Apart from advancements in single detector technologies, fire-detection systems also implement recent trends in Internet of Things and wireless connectivity. Wireless detectors have been recognized by NFPA 72 as far back as 1987 as low-power radio systems, but two recent advancements have led to the development of wireless detectors for domestic applications. One is the abolishment of NFPA 720 for CO detectors and its introduction to NFPA 72, and the other is the rapid implementation of Internet of Things for smart-home applications.
The introduction of CO detection to the general fire-detection design has led to the development of stand-alone wireless detectors for home use that can detect both CO and optical smoke. This type of combination detectors offers increased sensitivity, as they can also detect the CO that is a by-product of combustion, as well as a second level of protection against malfunctioning fireplaces or stoves. The recent trend in residential fire detection is a cluster of stand-alone combination CO/optical smoke detectors, interconnected via wireless Wi-Fi to the smart home network. This trend tends to abolish the cumbersome and unintuitive fire-detection panels from homes and replace them with smartphone applications as well as lowering installation and maintenance costs.
The application of Internet of Things (IoT) connectivity on fire-detection systems was not limited only to wireless stand-alone detectors. New fire-detection panels offer a wide variety of connectivity and notification options, from massive email lists to specific application control, but IoT technology also offers a new level of system integration. Newer building installations have management systems (BMS) that incorporate all their different systems, from HVAC and plumbing to power distribution and networks. Introducing the fire-detection system to the central BMS is the next logical step, as the fire-detection panel can issue commands to other interconnected systems and prevent further deterioration of the emergency or aid in the orderly evacuation of the building. Furthermore, complete integration of fire-detection systems to building management systems and the use of prescriptive maintenance, achieved by monitoring a large number of variables from the connected detectors, offer lower maintenance costs, greater accuracy and sensitivity of the system as well as a prediction of mean time between faults for the system, with the aid of machine-learning algorithms.
The next step of emergency system integration is the complete cooperation of fire-detection, emergency lighting and voice-evacuation systems in a complete system that reduces building evacuation times and reacts in real time to changes in the emergency. Dynamic escape-route emergency-lighting systems change the type of the pictograms according to the situation, preventing occupants from following paths that are blocked.

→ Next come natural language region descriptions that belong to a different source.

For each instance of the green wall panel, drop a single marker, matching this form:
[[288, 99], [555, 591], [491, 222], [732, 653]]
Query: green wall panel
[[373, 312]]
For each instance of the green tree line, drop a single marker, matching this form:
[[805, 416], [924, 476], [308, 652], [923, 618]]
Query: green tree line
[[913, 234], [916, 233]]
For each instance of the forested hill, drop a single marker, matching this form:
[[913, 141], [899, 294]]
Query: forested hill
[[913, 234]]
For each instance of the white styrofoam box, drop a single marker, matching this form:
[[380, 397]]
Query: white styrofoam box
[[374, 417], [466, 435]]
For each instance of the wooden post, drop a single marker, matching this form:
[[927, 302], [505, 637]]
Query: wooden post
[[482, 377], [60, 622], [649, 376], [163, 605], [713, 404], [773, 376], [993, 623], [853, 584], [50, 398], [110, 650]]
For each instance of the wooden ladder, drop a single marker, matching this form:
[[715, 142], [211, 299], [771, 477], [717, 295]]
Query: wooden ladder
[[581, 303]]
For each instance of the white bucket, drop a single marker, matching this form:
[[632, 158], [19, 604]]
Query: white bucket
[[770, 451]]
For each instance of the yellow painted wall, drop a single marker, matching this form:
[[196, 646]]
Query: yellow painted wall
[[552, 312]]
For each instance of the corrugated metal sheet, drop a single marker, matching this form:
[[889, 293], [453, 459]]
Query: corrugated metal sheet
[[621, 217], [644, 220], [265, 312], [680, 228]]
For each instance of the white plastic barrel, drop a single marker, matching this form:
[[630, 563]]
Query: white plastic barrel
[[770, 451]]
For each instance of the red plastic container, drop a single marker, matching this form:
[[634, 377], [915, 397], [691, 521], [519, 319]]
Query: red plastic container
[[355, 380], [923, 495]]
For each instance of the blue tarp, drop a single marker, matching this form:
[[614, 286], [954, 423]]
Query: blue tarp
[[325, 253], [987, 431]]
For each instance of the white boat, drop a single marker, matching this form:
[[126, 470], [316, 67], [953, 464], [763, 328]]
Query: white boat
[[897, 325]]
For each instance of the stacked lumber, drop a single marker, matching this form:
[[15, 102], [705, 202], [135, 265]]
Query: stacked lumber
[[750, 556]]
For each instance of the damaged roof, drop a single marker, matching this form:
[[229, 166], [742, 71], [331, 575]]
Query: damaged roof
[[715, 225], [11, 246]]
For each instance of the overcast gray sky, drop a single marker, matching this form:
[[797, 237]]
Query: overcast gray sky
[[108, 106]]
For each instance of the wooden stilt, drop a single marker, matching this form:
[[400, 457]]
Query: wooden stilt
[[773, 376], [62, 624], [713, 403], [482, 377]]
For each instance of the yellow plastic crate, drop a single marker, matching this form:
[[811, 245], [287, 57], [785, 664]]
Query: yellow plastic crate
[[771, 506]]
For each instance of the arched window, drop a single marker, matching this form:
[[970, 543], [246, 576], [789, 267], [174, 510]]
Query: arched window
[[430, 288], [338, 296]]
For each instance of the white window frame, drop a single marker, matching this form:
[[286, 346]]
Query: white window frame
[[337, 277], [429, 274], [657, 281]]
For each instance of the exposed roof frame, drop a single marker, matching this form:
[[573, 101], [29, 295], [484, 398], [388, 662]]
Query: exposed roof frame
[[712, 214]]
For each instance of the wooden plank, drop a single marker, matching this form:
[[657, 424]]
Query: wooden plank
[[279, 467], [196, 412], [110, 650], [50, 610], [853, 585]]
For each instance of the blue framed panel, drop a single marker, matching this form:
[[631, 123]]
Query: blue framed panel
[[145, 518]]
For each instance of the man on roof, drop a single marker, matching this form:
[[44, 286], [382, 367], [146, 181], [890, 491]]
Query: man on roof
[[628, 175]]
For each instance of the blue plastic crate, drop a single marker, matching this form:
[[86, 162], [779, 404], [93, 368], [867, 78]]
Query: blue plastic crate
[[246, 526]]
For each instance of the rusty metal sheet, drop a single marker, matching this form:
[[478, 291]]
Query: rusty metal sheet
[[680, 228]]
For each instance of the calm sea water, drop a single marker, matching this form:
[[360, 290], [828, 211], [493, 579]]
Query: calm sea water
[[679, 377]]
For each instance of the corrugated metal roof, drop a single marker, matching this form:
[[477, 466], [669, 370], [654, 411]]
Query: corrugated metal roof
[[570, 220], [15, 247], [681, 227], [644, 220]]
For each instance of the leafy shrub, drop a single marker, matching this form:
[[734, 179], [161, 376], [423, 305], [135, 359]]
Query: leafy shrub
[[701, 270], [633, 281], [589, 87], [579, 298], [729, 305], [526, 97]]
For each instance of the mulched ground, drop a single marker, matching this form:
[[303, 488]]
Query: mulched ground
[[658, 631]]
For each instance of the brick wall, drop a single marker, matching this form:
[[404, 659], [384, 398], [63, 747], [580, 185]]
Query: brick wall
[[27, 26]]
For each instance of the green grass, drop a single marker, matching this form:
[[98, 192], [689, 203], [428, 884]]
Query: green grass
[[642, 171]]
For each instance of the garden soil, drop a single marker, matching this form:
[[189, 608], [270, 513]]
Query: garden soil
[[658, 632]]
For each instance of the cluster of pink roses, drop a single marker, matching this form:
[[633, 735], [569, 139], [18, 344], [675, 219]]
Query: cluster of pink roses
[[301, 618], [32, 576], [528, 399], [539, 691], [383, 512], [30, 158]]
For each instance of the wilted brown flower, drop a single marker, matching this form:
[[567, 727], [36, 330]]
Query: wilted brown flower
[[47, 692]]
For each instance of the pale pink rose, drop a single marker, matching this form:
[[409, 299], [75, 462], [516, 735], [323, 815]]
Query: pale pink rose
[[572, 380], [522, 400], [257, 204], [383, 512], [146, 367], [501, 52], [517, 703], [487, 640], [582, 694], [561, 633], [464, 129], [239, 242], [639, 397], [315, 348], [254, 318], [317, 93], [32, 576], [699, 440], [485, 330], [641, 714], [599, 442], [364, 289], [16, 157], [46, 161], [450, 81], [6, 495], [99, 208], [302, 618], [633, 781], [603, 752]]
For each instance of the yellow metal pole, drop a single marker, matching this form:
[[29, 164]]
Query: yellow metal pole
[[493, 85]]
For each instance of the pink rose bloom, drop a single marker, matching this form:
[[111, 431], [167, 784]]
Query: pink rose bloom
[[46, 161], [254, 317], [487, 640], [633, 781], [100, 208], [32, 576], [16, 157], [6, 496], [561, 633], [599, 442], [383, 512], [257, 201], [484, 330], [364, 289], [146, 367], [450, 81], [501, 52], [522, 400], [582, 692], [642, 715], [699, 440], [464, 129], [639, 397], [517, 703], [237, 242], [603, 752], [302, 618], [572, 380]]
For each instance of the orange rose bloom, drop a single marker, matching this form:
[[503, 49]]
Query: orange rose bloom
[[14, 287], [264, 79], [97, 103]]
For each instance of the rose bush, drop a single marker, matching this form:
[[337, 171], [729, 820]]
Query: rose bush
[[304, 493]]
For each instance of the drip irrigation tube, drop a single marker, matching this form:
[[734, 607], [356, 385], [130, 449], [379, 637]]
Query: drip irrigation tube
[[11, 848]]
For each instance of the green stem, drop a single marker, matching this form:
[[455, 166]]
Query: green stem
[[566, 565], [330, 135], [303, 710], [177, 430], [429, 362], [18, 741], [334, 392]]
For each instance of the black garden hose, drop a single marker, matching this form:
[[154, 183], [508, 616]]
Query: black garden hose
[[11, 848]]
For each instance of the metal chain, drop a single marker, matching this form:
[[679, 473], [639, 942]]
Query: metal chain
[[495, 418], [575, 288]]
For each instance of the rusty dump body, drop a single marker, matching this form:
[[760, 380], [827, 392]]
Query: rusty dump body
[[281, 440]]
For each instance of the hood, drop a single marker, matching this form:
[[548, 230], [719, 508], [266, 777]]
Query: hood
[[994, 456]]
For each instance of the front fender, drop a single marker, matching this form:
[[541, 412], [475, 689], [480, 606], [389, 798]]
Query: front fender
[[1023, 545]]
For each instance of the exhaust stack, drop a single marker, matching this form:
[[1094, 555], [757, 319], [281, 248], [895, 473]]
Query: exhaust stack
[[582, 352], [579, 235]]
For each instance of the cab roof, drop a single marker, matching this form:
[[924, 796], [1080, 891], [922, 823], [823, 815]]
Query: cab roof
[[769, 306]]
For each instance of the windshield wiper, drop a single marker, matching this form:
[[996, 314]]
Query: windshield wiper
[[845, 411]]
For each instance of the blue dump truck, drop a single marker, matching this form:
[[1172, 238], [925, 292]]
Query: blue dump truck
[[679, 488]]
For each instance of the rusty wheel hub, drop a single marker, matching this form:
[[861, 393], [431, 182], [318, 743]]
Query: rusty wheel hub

Furthermore, high-fidelity voice-announcement systems can intuitively guide the occupants and also can provide a means for the first-responder teams to issue further commands and instructions via integrated firefighter telephones. These types of systems are not only effective in case of fire but can also provide valuable alarms and instructions in other situations, such as chemical spill, intruder, or extreme weather phenomena.
Accidents are a part of everyday life and, even with the best of technologies, they cannot be eliminated. But emergent solutions and connected products can aid us in gathering crucial alerts early and correctly, reducing reaction and evacuation times. Designers and end users should embrace these solutions but should also adhere rigidly to appropriate regulations and policies to provide a coherent plan, with the proper implementation for each situation. Only then can the end goal, the protection of human life and property, be achieved.